Becoming a new me, is it possible?
By Maryanna Iglesias Musick
Those who have ever tried a new language experience, will probably tell you about that particular feeling when you find yourself being, acting and becoming someone quite different from who you considered yourself to be.
And then, once and again, as you continue to dig deeper into that language´s universe, you experience a new side of your personality.
You become aware of its impact in you as soon as you start spontaneously speaking, arguing, just chatting or even dreaming in that adopted language of yours, then you listen to yourself and… -What the foRk!?- you come to realize that you have changed! You find yourself doing, and saying things you never thought you would, not even in your wildest imagination episodes.
When making decisions, I try English
The first time this happened to me, in my late teens, I was learning English aboard and I started to keep a dairy, as a good way to track my advance. I suddenly started feeling like I was reading another person’s mind.
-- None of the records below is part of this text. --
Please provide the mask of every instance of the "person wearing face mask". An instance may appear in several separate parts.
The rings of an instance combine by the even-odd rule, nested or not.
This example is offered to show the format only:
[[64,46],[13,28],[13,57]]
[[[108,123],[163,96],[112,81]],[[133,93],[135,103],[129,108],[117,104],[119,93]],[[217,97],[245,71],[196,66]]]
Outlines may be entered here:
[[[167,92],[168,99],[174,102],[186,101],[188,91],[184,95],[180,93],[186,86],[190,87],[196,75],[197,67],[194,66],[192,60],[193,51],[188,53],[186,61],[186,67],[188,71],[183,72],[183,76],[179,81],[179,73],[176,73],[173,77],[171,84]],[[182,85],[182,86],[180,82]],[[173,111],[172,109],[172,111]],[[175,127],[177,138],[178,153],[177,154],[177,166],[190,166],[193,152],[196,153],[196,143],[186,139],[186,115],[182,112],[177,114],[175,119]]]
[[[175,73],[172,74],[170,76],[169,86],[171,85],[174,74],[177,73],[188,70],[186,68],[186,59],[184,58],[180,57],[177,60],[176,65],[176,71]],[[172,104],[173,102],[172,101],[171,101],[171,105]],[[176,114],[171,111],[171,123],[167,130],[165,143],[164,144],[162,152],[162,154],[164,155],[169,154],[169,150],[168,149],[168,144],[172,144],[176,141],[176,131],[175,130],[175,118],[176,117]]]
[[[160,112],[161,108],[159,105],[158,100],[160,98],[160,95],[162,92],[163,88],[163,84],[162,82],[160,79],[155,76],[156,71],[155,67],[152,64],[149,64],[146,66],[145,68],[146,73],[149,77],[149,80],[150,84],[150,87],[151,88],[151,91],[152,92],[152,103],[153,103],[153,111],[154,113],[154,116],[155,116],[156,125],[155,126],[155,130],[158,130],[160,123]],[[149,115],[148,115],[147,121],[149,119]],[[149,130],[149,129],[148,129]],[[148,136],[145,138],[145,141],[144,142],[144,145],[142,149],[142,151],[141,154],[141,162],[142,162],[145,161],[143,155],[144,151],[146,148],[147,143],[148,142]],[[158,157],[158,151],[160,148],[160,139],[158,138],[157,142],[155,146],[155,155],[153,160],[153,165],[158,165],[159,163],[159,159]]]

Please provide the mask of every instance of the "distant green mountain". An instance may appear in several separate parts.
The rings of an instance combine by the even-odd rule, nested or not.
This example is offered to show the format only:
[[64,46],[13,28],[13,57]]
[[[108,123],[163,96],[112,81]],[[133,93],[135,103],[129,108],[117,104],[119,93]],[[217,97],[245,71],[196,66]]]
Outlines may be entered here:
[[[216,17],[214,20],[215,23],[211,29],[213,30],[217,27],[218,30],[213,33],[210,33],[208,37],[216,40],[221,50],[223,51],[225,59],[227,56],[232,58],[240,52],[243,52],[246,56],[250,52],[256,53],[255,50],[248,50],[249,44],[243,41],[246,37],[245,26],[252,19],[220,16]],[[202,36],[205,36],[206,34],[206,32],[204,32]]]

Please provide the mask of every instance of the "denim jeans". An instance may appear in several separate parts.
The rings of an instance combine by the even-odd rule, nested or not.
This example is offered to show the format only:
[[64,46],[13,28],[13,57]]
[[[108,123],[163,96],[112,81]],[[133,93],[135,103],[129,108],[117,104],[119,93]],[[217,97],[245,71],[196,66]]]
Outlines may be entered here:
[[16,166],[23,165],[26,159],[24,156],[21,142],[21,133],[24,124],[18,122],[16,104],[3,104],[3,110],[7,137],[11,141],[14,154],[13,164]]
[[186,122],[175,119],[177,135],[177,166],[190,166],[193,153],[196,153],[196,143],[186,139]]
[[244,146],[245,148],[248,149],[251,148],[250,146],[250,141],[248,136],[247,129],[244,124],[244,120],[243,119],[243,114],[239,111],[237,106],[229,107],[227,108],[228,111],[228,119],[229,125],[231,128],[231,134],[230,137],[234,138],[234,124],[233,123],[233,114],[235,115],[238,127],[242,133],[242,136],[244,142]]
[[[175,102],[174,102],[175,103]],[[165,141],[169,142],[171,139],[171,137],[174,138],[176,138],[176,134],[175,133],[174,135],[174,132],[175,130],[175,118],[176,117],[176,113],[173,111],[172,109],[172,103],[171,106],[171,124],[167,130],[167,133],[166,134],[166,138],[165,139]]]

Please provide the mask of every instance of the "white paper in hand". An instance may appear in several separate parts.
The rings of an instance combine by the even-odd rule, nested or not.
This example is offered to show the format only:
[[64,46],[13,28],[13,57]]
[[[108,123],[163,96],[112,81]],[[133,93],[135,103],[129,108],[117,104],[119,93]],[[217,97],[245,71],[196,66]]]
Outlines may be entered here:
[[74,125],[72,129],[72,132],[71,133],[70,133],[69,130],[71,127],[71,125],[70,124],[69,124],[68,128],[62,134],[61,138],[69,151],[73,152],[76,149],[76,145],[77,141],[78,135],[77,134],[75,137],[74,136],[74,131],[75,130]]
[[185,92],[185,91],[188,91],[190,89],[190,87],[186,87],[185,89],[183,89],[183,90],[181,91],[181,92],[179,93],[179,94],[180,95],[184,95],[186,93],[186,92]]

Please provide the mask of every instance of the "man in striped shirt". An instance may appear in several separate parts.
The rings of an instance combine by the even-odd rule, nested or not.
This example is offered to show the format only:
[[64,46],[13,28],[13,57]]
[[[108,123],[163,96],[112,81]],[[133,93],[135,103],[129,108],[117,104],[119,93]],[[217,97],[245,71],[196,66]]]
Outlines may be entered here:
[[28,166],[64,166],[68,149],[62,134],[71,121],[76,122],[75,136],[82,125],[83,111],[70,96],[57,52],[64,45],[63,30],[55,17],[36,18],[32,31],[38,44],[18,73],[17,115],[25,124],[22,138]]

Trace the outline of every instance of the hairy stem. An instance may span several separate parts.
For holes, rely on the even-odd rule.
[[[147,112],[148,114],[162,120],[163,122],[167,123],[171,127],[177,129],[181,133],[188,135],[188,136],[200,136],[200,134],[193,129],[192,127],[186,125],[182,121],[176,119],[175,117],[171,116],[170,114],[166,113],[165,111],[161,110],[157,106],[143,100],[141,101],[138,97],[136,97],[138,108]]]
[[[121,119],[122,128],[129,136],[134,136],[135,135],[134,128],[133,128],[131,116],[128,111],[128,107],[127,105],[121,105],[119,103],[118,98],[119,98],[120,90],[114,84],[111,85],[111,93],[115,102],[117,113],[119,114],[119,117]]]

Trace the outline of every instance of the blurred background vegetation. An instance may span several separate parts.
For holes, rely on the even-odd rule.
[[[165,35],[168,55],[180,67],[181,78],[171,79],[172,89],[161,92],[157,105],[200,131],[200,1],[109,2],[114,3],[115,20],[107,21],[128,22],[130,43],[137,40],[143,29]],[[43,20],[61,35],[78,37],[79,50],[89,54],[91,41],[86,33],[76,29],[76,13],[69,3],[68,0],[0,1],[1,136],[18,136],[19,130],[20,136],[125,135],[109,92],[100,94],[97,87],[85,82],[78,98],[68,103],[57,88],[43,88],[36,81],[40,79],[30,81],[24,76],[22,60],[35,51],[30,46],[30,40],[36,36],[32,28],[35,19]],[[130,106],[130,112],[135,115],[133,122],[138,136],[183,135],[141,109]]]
Even hanging around with my mates, I caught myself expressing in a very polite, calmed and practical way, quite the opposite to the passionate, impulsive energy that naturally shows up when speaking my mother tongue from the Caribbean.
I learned from those years that my brain makes better decisions in English, the language in which I personally became responsible for myself.
More than a feeling?
There´s a lot said and to be said about the topic, after all… the Czech proverb goes: “Learn a new language and get a new soul”, doesn’t it?.
Many bilinguals report a feeling of acting differently in each language, and the phenomenon has been widely studied by scientific authorities.
Most of the studies in the area report that frequently, what is perceived as a change in personality actually responds to an adaptation to a new culture, which means the individual changes their behaving becoming ‘bicultural’ as an adapting strategy to the context where they are.
Culture, a window to language
ʻʻSociology understands culture as the languages, customs, beliefs, rules, arts, knowledge, and collective identities and memories developed by members of all social groups that make their social environments meaningful. Sociologists study cultural meaning by exploring individual and group communication; meaningfulness is expressed in social narratives, ideologies, practices, tastes, values, and norms as well as in collective representations and social classifications.” (American Sociological Association).https://www.asanet.org/topics/culture).
After taking all those ‘steps forward’ on listening, watching, reading and speaking practices that teachers recommend in order to build your level, there comes a time when you have to step into the language’s natural environment and steep yourself in the culture.
That is how you actually get to know the nuances of the language and also, organically, you begin identifying yourself with its special references. And often, you also happen to fall in love with the intangible collective that we name ‘culture’.
Lennon and McCartney, Queen, Lewis Carroll, Oscar Wilde, Virginia Wolf, Earl Grey or Darjeeling, Victoria and Diana, Jack the Ripper, the Merchant of Venice, Dr. Jekyll and Mr. Hyde, Captain Blackbeard, Camden Town evenings, Portobello Road, Kew Garden strolls… all of them have been with me, every step of the way of my English learning journey.
Taking this into account, we can easily understand it’s so vital for us to learn the culture, as a window to the target language.